Eurostar's own passengers got it thinking about climate change. Corporate clients began asking for information about carbon emissions from their journeys. In response, the firm commissioned independent research.
Eurostar journeys between London, Brussels and Paris produce only a tenth as much carbon dioxide as equivalent flights, the researchers reported back. The company swiftly realised that getting more people onto its trains was not only good for business, it was also an environmental cause. The result is that Eurostar has become an environmental campaigner, dedicated to reinventing short-haul travel across Europe. 'We want to play a pioneering role in the global travel market,' it says.
In April 2007, Eurostar introduced its 'Tread Lightly' environmental programme. Capitalising on its carbon advantage relative to air travel, it introduced 'carbon neutral' journeys at no extra cost, buying carbon credits through offset provider Carbon Clear. It also committed to reducing CO2 emissions per passenger journey by 25% by 2012. It believes significant emission reductions will be possible.
Eurostar has also launched a 10-point plan to reduce its wider environmental impact and is busy making a host of changes to the way it operates. Most on-board food has been changed to increase local sourcing and the proportion of organic and fair-trade options. Waste recycling at depots has been drastically stepped up. A year ago, all waste from Eurostar's Temple Mills maintenance depot near Stratford went to landfill. Now the figure is just 5%.

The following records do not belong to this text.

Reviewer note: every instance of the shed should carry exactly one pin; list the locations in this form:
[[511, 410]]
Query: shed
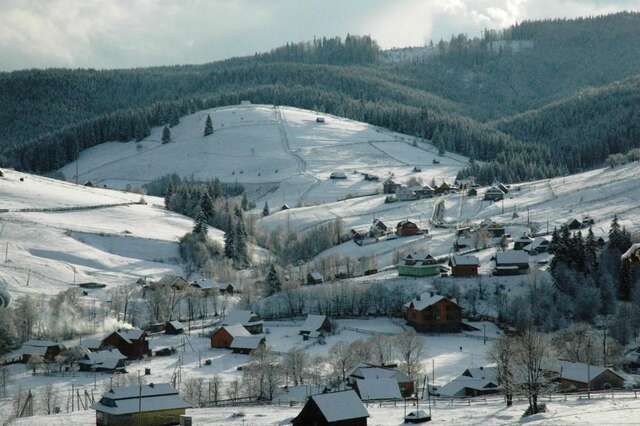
[[149, 405], [131, 342], [315, 323], [430, 312], [464, 265], [342, 408], [223, 336]]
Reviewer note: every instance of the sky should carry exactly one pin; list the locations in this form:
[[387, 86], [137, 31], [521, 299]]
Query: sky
[[138, 33]]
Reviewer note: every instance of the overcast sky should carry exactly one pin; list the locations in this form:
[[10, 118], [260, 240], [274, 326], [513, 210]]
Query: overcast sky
[[133, 33]]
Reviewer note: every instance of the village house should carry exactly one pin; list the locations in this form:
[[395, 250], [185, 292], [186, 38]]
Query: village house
[[223, 336], [414, 266], [333, 409], [247, 344], [108, 360], [315, 324], [365, 371], [511, 262], [149, 405], [251, 321], [130, 342], [430, 312], [406, 228], [578, 376], [464, 265]]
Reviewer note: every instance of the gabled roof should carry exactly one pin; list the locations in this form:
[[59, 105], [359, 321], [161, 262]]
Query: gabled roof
[[375, 389], [145, 398], [246, 342], [313, 322], [339, 406]]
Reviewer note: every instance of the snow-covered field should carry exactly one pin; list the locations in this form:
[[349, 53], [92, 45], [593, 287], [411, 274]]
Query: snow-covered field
[[263, 144]]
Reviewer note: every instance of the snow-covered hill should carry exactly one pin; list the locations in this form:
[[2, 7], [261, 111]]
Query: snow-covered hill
[[284, 150]]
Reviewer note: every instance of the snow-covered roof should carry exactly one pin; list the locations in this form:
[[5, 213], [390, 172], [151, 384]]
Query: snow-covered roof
[[313, 322], [239, 316], [136, 398], [338, 406], [425, 300], [246, 342], [511, 257], [578, 371], [374, 389], [465, 260]]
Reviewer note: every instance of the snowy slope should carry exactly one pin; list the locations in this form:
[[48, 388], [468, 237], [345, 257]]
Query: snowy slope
[[281, 147]]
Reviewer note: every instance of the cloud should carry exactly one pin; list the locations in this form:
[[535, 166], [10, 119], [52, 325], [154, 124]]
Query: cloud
[[128, 33]]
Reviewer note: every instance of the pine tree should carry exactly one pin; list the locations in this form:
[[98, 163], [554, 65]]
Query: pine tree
[[272, 281], [208, 126], [166, 134]]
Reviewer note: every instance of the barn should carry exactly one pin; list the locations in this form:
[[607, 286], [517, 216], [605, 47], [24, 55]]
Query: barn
[[149, 405], [333, 409], [430, 312]]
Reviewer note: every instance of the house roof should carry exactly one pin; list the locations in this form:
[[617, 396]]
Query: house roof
[[578, 371], [511, 257], [465, 260], [373, 389], [136, 398], [313, 322], [246, 342], [338, 406]]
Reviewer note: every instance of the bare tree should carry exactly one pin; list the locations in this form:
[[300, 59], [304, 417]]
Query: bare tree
[[410, 349]]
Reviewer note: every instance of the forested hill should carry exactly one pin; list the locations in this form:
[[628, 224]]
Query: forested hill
[[48, 115]]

These improvements have been supported by high levels of staff engagement, including the appointment of 37 volunteer 'Tread Lightly' champions. Onboard catering contractor Momentum has created its own 'green team'.
Eurostar's environmental efforts have coincided with improvements to its service. The 2007 opening of the London St Pancras terminus and associated high-speed track has shaved 20 minutes off journey times. Eurostar has also introduced marketing innovations based on its green credentials and improved service, designed to attract more passengers.
Last year, Eurostar joined Railteam, a collaboration between European rail operators designed to make travelling between countries seamless. Subsequently, it introduced UK through-fares and now offers travel from 130 UK destinations to Belgium and France.
The combined result of all this has been an 18% increase in passengers in the first half of 2008, compared with a year earlier. Much larger increases have been recorded in travel from northern English centres, from which direct rail travel to the continent was rare.